J.D. Patterson may talk trash on the basketball court, but he preaches peace as a church minister and keeps a quote from Martin Luther King Jr. in his pocket.
That sums up the tough-love approach to keeping the peace that on Friday earned the Miami native and 30-year veteran of the Miami-Dade Police Department a major promotion. County Mayor Carlos Gimenez named him director of a 2,800-member force that ranks as the eighth-largest department in the Southeastern United States — and as one of the most challenging police jobs anywhere.
Patterson, with wife Carol at his side and surrounded by family, friends and dozens of fellow officers at a ceremony at County Hall, said he was humbled by the opportunity to lead “one of the finest departments in the nation.’’
He said his two biggest priorities were dealing with a lack of resources and addressing violent street crime. As a licensed minister at Model City’s Mt. Sinai Baptist Church, Patterson said his goal was always to resolve conflict without violence.
“When I play basketball I start talking trash like I’m in the NBA,” Patterson told the crowd. “But after the game is over, it’s over. So put down the guns. This is not a war zone; it’s a city. If I can resolve conflict in a nonviolent way, I would do that in a heartbeat.”
The department has been without a director since August, a delay that Gimenez explained in introducing Patterson, whose appointment will be confirmed by County Commission vote on Tuesday.
“I know it took some time for me to make this decision, but we wanted to make the right one,” said Gimenez. “J.D. has a long and distinguished career in law enforcement. He rose through the ranks.”
Patterson, 52, has been acting chief since Jim Loftus announced a surprise retirement. Patterson, an assistant police director since 2004, has served in supervisory jobs from Kendall to the county’s north end, working in a variety of roles from sex crime investigations to internal affairs.
Married for 28 years with two daughters, Patterson is a native with deep roots in the community. He graduated from Jackson High and Barry University and earned a master’s degree from the University of Miami. He also attended the FBI training center in Quantico, Va.
The appointment was greeted with a thumbs-up all-round
“We support the mayor’s decision. We work very well with the new director,” said Miami-Dade police union president John Rivera. “He has a steady presence and he has the experience and training to get the job done.”

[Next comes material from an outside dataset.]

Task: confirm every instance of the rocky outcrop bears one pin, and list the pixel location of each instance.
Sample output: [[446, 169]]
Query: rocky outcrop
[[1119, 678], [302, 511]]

Carmen Caldwell, executive director of Citizens Crime Watch of Miami-Dade, also praised the hiring.
“I’ve known Director Patterson since he was a sergeant. He’s so community oriented. I’m thrilled,” Caldwell said. “The department got a good deal.”
If there is an issue with the appointment, it’s that Patterson, who will become the department’s 34th director, won’t become a long-term fixture in his new position. He has already entered a retirement program and has no choice but to retire in three years.
Still, Patterson and Gimenez don’t see that as a problem. With more than half the command staff in the same retirement program, both acknowledged that there will big changes in future leadership. The new director said he’ll be instrumental in finding his successor.
“I’ve been doing this for 30 years,” Patterson said. “The staff needs a change, and it will get one.”